A careful perusal of the contents of the so-called Partition Agreement indicates that the
document involves matters which necessitate prior settlement of questions of law, basic
of which is a determination as to whether the parties have the right to freely divide
among themselves the subject properties. Moreover, to follow petitioner's argument
would be to allow respondent not only to admit against his own interest but that of his
legal spouse as well, who may also be lawfully entitled co-ownership over the said
properties. Respondent is not allowed by law to waive whatever share his lawful spouse
may have on the disputed properties. Basic is the rule that rights may be waived, unless
the waiver is contrary to law, public order, public policy, morals, good customs or
prejudicial to a third person with a right recognized by law.40
Curiously, petitioner herself admitted that she did not assent to the Partition Agreement
after seeing the need to amend the same to include other matters.

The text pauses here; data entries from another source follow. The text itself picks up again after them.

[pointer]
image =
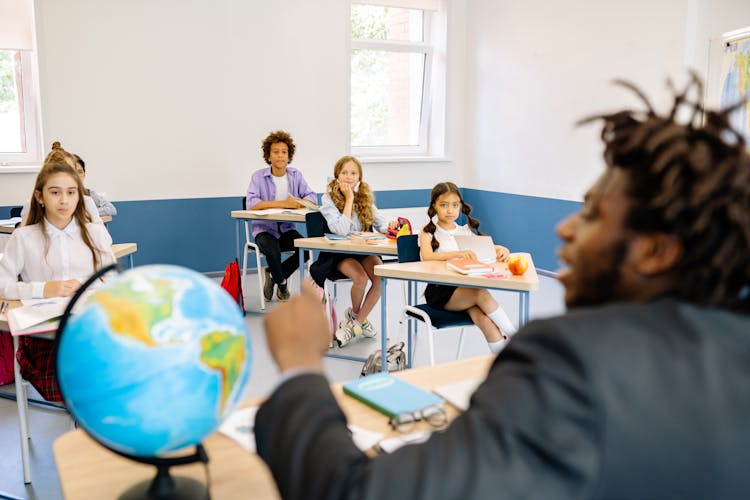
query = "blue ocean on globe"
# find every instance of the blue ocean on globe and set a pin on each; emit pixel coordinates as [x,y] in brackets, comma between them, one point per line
[155,360]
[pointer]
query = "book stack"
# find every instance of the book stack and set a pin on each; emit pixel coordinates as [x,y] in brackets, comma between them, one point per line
[36,316]
[469,266]
[368,237]
[390,395]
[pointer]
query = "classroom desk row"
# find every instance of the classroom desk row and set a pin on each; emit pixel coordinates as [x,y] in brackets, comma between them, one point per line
[411,272]
[89,471]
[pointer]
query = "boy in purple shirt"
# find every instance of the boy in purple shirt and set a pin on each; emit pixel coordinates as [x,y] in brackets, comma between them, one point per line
[277,186]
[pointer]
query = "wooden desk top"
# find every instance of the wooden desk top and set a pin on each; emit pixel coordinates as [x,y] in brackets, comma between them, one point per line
[273,214]
[89,471]
[347,246]
[436,271]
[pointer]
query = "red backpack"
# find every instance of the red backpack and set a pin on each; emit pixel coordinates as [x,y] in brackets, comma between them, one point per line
[232,283]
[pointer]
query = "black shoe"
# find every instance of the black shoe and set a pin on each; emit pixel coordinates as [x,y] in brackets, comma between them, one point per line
[282,292]
[267,285]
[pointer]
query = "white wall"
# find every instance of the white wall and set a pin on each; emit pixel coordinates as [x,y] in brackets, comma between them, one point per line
[535,68]
[172,98]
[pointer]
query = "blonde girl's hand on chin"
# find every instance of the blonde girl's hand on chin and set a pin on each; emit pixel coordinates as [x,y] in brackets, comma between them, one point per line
[60,288]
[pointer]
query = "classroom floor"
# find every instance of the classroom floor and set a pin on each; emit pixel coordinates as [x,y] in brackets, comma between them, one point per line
[48,424]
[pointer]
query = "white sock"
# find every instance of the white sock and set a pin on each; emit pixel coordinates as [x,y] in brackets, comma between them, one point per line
[503,322]
[496,347]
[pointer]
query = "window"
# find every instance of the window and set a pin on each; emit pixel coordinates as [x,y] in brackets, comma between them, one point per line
[395,107]
[20,137]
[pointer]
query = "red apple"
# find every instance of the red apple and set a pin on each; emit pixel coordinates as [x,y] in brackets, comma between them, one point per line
[518,264]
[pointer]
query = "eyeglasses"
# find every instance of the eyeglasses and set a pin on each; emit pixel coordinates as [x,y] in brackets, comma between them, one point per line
[433,415]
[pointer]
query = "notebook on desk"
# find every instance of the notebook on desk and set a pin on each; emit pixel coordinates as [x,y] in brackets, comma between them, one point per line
[482,246]
[390,395]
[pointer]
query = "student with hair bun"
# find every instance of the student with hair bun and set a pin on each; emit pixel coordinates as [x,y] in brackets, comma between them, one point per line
[103,206]
[59,155]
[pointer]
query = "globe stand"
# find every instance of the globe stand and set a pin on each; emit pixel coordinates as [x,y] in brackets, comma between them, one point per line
[165,487]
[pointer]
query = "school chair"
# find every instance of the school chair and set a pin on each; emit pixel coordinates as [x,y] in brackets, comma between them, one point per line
[317,226]
[433,319]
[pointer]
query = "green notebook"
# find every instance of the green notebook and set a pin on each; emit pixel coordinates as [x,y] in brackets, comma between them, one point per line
[390,395]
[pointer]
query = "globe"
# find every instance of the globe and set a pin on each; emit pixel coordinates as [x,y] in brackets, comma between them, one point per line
[154,360]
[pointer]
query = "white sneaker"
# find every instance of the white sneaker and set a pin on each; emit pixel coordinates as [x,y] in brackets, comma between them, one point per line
[368,330]
[345,332]
[365,328]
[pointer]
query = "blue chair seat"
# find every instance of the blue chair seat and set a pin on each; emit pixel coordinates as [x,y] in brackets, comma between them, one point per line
[443,319]
[434,319]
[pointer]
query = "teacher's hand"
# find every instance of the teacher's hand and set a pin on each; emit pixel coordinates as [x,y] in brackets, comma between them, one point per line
[297,331]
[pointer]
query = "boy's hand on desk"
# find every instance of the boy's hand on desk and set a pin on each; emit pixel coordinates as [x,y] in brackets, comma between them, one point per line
[293,202]
[60,288]
[297,331]
[502,253]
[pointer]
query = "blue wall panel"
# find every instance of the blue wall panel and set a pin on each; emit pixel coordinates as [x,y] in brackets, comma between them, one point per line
[521,223]
[199,233]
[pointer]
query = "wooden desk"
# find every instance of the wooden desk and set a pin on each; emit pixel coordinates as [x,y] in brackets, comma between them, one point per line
[343,246]
[125,249]
[89,471]
[436,272]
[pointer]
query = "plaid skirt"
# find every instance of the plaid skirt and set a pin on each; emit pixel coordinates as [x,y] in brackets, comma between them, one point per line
[36,357]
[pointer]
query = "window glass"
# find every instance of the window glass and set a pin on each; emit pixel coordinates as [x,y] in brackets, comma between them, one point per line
[391,81]
[12,135]
[386,98]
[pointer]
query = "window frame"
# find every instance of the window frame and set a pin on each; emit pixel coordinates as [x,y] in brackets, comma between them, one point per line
[427,48]
[29,102]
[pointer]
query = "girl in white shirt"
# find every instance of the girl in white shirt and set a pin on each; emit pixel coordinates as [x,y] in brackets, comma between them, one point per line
[437,242]
[348,206]
[57,249]
[58,154]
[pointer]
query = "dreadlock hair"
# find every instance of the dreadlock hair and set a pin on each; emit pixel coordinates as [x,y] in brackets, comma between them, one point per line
[689,179]
[273,138]
[364,199]
[437,192]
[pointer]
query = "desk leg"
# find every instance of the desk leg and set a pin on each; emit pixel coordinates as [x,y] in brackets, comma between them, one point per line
[523,308]
[410,285]
[301,267]
[237,240]
[383,324]
[23,419]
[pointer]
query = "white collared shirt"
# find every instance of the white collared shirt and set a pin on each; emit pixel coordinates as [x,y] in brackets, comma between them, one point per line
[88,202]
[446,237]
[62,255]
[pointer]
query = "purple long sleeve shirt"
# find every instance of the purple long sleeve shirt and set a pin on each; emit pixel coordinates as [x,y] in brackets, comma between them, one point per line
[262,188]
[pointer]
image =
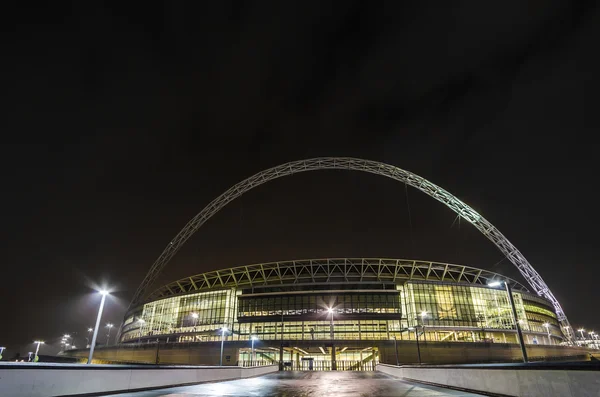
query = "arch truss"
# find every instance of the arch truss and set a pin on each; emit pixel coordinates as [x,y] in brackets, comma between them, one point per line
[331,270]
[347,163]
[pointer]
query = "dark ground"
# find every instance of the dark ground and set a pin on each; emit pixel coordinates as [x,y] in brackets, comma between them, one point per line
[304,384]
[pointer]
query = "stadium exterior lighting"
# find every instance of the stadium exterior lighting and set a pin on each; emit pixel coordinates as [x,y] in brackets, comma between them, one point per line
[547,325]
[331,335]
[141,321]
[109,326]
[223,331]
[253,355]
[37,350]
[104,293]
[511,299]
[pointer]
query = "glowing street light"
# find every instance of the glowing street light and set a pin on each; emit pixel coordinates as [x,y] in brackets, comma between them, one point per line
[87,339]
[223,331]
[37,349]
[331,335]
[514,310]
[423,315]
[109,326]
[253,355]
[547,325]
[141,321]
[93,345]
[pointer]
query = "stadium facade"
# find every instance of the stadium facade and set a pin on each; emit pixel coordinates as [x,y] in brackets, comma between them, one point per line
[330,309]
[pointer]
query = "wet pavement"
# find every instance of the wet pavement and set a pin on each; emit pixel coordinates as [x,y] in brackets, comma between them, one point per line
[307,384]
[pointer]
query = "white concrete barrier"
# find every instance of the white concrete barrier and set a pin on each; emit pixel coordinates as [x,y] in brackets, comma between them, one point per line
[48,380]
[507,380]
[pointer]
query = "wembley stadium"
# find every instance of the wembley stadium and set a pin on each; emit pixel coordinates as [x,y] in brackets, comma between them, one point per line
[332,309]
[344,313]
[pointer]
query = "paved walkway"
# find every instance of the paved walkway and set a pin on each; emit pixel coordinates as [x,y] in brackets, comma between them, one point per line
[307,384]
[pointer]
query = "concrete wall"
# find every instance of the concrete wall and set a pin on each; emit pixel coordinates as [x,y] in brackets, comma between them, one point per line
[464,352]
[506,380]
[207,353]
[46,380]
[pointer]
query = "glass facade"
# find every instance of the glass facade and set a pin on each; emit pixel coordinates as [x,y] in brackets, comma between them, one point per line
[437,311]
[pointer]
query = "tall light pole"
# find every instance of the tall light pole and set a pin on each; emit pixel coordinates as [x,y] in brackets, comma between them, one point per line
[37,350]
[396,349]
[141,322]
[418,346]
[223,331]
[109,326]
[423,315]
[65,339]
[93,345]
[547,325]
[253,355]
[332,336]
[515,318]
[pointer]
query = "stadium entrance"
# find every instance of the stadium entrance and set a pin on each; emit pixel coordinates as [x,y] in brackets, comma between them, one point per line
[319,358]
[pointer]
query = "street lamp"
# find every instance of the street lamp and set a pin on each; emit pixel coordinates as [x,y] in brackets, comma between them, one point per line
[109,326]
[511,299]
[37,349]
[418,346]
[253,354]
[331,335]
[223,331]
[87,340]
[547,325]
[93,345]
[195,317]
[423,315]
[141,321]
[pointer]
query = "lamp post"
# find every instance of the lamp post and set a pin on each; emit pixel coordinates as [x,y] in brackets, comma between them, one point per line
[418,346]
[223,331]
[253,353]
[547,325]
[141,321]
[514,311]
[332,336]
[423,315]
[109,326]
[396,350]
[103,293]
[37,349]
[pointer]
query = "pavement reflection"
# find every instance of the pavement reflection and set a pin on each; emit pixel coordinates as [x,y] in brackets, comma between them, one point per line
[307,384]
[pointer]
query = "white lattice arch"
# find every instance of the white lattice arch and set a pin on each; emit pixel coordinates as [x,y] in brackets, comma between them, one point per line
[374,167]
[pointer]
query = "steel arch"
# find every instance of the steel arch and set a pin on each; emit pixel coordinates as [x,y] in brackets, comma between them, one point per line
[373,167]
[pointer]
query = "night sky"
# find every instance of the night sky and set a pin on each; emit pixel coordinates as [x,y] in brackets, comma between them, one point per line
[121,122]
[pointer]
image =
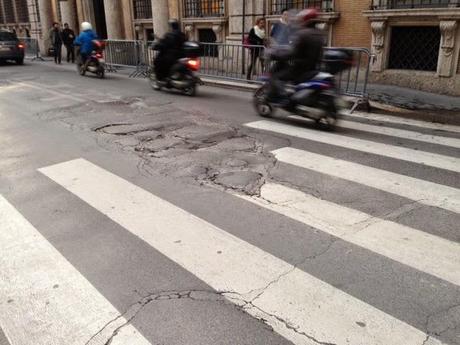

Petitioner does not
have any right to insist on the contents of an agreement she intentionally refused to
sign.

As to the award of damages to respondent, we do not subscribe to the trial court's view
that respondent is entitled to attorney's fees. Unlike the trial court, we do not
commiserate with respondent's predicament. The trial court ruled that respondent was
forced to litigate and engaged the services of his counsel to defend his interest as to
entitle him an award of P100,000.00 as attorney's fees. But we note that in the first
place, it was respondent himself who impressed upon petitioner that she has a right
over the involved properties. Secondly, respondent's act of representing himself and
petitioner as husband and wife was a deliberate attempt to skirt the law and escape his
legal obligation to his lawful wife. Respondent, therefore, has no one but himself to
blame the consequences of his deceitful act which resulted in the filing of the complaint
against him.

WHEREFORE, the petition is DENIED. The September 14, 2004 Decision of the Court
of Appeals in CA-G.R. CV No. 67596 is AFFIRMED with MODIFICATION. Respondent
Bayani S. Samoy, Jr. is hereby declared the sole owner of the disputed properties,
without prejudice to any claim his legal wife may have filed or may file against him. The
award of P100,000.00 as attorney's fees in respondent's favor is DELETED.